Las Vegas Sands has reemphasised its commitment to constructing an integrated resort in the Osaka region of Japan in its latest financial report, backing up comments made by George Tanasijevich, LVS managing director of global development.
LVS is said to have switched attention to Osaka in the midst of uncertainty surrounding IR possibilities across both Tokyo and Yokohama, with the region’s optimistic hopes of seeing a complex in operation by the time it plays host to the 2025 World Expo increasingly deemed to be unachievable.
Speaking as the firm recorded a less than one per cent second quarter revenue boost to $3.33bn, nudging its figure for the first half of the year to $6.98bn, 1.4 per cent up from $6.88bn, Sheldon Adelson, chairman and chief executive officer, stated the firm is “aggressively pursuing” Japan as a prospect for additional development.

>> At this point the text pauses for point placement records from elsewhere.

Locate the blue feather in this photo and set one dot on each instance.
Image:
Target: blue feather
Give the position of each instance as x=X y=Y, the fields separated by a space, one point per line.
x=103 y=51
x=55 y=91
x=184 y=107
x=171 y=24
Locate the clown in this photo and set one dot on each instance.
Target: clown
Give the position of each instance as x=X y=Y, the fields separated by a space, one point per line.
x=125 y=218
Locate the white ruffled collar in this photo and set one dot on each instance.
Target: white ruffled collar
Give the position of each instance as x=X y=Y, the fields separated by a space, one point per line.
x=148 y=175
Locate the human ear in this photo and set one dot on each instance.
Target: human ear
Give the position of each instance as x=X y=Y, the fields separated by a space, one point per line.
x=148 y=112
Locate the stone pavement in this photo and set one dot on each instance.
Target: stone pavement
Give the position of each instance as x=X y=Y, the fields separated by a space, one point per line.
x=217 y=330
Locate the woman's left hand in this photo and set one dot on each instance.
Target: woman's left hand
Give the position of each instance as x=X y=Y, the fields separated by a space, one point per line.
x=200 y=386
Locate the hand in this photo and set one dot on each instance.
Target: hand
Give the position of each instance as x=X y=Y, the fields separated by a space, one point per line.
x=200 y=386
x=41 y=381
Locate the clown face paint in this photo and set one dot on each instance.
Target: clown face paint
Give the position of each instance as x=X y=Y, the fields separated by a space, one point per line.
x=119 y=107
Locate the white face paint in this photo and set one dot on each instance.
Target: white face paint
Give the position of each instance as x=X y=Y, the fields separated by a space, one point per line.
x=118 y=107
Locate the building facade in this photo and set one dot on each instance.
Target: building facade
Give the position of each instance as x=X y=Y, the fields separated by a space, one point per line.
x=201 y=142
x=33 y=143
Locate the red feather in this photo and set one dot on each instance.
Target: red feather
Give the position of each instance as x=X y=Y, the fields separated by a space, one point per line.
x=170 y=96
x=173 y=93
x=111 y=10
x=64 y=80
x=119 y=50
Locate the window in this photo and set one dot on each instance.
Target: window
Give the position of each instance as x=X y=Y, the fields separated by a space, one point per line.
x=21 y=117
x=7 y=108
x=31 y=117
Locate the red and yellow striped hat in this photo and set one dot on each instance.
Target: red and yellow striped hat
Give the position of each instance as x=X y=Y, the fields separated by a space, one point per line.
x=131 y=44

Addressing this, as well as further opportunities across the wider Asian continent, including current developments being undertaken, Adelson explained: “We delivered solid financial results in the quarter, with hold-normalised adjusted property EBITDA reaching nearly $1.3bn.
“We remain enthusiastic about our future growth opportunities in Asia, which will be enhanced through the introduction of our Four Seasons Tower Suites Macao later this year, the Londoner Macao throughout 2020 and 2021 and the expansion of Marina Bay Sands in Singapore thereafter.
“We are also aggressively pursuing additional development opportunities in new markets, including in Osaka, Japan. Finally, we remain deeply committed to maintaining our industry-leading financial strength while continuing to return capital to shareholders.”
Revenue from LVS’ Macau operations for Q2 and H1 increased marginally to $2.14bn and $4.18bn respectively, while its Las Vegas operations saw 15.9 per cent and 6.6 per cent increases to reach $466m (2018: $402m) and £937m (2018: $879m).
This offset declines at the organisation Singapore based Marina Bay Sands, with second quarter figures dropping 2.4 per cent from $705m to $688m which brought its report for the first half of the year to $1.45bn, a 7.7 per cent dip from $1.57bn.
Operating income for the quarter increased 12.2 per cent to $894m, with net income, boosted by a gain of $556m related to the sale of Sands Bethlehem, increasing 63.9 per cent to $1.11bn.